Annual Bonus Payment
The Remuneration Committee has determined that Alan will be treated as a good leaver and, as such, he is eligible to receive an annual bonus for FY2023, having served as a Director throughout 2023. The size of the bonus payment will be determined by the Remuneration Committee in April 2024 at the same time as other bonus payments to senior management for FY2023, and will be determined by reference to factors including performance against the applicable performance metrics and taking account of the circumstances of the termination. In accordance with the Remuneration Policy, part of the bonus payment may be deferred into shares. Any annual bonus payment will otherwise remain subject to the provisions and requirements of the Company’s annual bonus plan rules and the Directors’ Remuneration Policy, including provisions relating to malus and/or clawback.

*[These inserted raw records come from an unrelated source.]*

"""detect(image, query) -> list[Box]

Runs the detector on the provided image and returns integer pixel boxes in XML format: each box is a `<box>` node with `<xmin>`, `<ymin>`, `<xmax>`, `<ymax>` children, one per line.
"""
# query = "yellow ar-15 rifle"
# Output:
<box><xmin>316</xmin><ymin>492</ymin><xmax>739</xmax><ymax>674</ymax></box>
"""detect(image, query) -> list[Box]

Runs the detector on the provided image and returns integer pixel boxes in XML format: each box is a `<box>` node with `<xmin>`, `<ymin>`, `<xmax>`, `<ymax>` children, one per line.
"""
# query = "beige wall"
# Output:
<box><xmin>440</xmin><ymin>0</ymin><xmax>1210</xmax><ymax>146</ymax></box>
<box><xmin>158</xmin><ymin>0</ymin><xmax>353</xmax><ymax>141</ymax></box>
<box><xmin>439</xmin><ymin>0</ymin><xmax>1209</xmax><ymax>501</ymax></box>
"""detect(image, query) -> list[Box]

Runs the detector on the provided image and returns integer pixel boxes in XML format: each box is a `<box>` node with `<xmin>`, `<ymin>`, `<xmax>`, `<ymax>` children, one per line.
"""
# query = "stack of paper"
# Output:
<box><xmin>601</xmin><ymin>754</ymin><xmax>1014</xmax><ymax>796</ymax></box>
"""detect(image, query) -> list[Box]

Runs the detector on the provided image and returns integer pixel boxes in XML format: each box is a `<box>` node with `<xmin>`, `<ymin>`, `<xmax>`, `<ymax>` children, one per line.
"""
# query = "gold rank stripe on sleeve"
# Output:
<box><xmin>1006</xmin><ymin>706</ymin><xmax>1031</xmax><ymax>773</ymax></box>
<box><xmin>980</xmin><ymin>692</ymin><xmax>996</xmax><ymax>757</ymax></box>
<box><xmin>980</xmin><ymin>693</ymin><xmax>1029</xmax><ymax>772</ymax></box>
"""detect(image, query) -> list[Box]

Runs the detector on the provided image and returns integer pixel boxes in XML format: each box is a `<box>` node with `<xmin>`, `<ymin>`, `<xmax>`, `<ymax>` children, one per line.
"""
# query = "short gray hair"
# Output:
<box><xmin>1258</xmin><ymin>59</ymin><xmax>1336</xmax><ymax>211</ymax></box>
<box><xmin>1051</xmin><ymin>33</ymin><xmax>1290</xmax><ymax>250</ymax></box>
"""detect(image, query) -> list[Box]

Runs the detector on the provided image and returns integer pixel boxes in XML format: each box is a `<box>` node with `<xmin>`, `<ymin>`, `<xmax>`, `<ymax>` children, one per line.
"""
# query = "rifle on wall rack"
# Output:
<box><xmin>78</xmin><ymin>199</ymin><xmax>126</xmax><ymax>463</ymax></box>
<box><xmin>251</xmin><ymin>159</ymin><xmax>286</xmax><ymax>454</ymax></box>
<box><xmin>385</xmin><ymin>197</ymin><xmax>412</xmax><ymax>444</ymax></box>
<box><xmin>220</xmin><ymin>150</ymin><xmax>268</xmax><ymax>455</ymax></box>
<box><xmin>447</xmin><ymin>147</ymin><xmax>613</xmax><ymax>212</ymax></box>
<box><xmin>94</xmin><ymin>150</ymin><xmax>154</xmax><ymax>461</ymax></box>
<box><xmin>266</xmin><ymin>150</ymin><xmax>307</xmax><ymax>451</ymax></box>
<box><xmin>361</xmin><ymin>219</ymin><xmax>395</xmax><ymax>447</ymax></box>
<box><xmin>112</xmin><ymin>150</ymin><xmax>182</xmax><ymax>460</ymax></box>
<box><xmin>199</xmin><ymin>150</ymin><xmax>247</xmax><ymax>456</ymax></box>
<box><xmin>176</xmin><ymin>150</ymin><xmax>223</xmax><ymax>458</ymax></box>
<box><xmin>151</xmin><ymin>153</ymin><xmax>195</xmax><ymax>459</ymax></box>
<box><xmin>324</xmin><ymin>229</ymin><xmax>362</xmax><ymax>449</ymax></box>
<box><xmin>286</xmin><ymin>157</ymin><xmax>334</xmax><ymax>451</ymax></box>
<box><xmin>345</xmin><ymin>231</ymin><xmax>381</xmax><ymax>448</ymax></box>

Long Term Incentive Plan Awards
With respect to the LTIP award granted to Alan in December 2022 (to acquire up to a maximum of 360,000 shares), the Remuneration Committee has exercised its discretion to treat Alan as a good leaver. The LTIP award will vest on its normal vesting date (being the date on which Remuneration Committee determines that the applicable performance conditions are met following the end of the performance period on 31 December 2025) in line with the LTIP Rules, to the extent that the applicable performance conditions have been met. The vesting of the LTIP award will be pro-rated to reflect the proportion of the performance period that had elapsed prior to the Termination Date (1 January 2023 – 4 January 2024). The LTIP award will otherwise remain subject to the provisions and requirements of the LTIP rules and the Directors’ Remuneration Policy, including provisions relating to malus and/or clawback.

Option Agreement

As disclosed in the prospectus published in connection with the Company’s listing on the London Stock Exchange on 9 November 2022, and in the Company's Directors’ Remuneration Report, on 21 July 2021 Alan was granted an option to acquire Company shares. Under the terms of this option, Alan is a good leaver and accordingly, he is entitled to retain the option in respect of 40% of the option shares, being such number of the option shares as have vested at the Termination Date. Alan is entitled to exercise the option over the vested option shares. The number of vested option shares is currently 1,106,417, although the actual number of shares that Alan may receive on exercise of the option will vary by reference to the prevailing price of the Company's shares (and the USD:GBP exchange rate).

Shareholding requirement
The Company’s customary post-employment shareholding guidelines will apply.

Legal fees
Alan will also receive a contribution of £7,500 plus VAT towards legal fees incurred in connection with his departure.

All payments will be subject to deduction of income tax and National Insurance contributions, as applicable. Details of the leaving arrangements, including these payments, will be set out in the Company's Remuneration Report for FY2023.

In accordance with section 430(2B) of the Companies Act 2006, the information contained in this document will be made available on the Company’s website until its next Directors' Remuneration Report is made available.